If you are thinking of buying or selling Nanjing Gaoke stock, you should check out this FREE detailed report on its balance sheet.

What About Dividends?

It is important to consider the total shareholder return, as well as the share price return, for any given stock. The TSR incorporates the value of any spin-offs or discounted capital raisings, along with any dividends, based on the assumption that the dividends are reinvested. Arguably, the TSR gives a more comprehensive picture of the return generated by a stock. In the case of Nanjing Gaoke, it has a TSR of 32% for the last 1 year. That exceeds its share price return that we previously mentioned. And there's no prize for guessing that the dividend payments largely explain the divergence!

A Different Perspective

It's nice to see that Nanjing Gaoke shareholders have received a total shareholder return of 32% over the last year. And that does include the dividend. That's better than the annualised return of 7% over half a decade, implying that the company is doing better recently. In the best case scenario, this may hint at some real business momentum, implying that now could be a great time to delve deeper. I find it very interesting to look at share price over the long term as a proxy for business performance. But to truly gain insight, we need to consider other information, too. Like risks, for instance. Every company has them, and we've spotted 2 warning signs for Nanjing Gaoke (of which 1 is a bit unpleasant!) you should know about.
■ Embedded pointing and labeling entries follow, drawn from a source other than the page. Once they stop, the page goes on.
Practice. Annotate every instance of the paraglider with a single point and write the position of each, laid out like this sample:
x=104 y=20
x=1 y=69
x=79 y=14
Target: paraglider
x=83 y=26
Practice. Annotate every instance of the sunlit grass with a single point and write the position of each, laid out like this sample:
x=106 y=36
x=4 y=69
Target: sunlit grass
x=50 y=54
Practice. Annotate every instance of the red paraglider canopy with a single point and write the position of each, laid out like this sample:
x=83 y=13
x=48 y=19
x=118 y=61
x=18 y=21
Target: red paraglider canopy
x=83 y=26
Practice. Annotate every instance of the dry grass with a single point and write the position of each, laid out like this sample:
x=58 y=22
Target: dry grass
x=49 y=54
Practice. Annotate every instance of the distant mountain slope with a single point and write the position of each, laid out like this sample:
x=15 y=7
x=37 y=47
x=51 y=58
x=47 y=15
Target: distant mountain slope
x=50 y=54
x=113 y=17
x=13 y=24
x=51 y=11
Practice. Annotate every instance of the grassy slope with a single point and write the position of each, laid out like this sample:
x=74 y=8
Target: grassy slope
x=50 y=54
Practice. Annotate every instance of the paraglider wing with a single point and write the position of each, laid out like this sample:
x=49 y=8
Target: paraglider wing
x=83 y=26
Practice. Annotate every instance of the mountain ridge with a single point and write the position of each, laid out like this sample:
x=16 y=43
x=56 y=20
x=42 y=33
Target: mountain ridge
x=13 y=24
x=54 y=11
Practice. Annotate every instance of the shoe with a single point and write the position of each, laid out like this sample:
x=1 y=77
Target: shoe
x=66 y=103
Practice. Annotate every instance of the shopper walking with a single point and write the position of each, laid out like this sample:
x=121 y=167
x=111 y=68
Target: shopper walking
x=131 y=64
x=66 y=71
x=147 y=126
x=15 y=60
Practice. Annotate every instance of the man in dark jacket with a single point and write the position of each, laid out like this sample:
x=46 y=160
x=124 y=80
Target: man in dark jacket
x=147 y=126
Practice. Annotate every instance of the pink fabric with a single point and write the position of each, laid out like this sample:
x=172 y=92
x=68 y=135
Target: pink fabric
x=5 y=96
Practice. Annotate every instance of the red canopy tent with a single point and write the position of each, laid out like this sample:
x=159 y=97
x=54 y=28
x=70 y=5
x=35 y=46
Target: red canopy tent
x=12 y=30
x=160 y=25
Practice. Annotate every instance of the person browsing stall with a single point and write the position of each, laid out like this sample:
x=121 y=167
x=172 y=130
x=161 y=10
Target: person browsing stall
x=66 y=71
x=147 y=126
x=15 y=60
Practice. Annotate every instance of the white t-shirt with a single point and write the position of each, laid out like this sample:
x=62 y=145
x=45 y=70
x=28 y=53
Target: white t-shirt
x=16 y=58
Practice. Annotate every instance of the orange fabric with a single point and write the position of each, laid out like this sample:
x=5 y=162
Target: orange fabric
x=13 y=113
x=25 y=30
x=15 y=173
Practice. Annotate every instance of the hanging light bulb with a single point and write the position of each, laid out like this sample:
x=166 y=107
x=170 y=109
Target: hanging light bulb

Of course Nanjing Gaoke may not be the best stock to buy. So you may wish to see this free collection of growth stocks.

Please note, the market returns quoted in this article reflect the market weighted average returns of stocks that currently trade on Chinese exchanges.

Have feedback on this article? Concerned about the content? Get in touch with us directly. Alternatively, email editorial-team (at) simplywallst.com.
This article by Simply Wall St is general in nature. We provide commentary based on historical data and analyst forecasts only using an unbiased methodology and our articles are not intended to be financial advice. It does not constitute a recommendation to buy or sell any stock, and does not take account of your objectives, or your financial situation. We aim to bring you long-term focused analysis driven by fundamental data. Note that our analysis may not factor in the latest price-sensitive company announcements or qualitative material. Simply Wall St has no position in any stocks mentioned.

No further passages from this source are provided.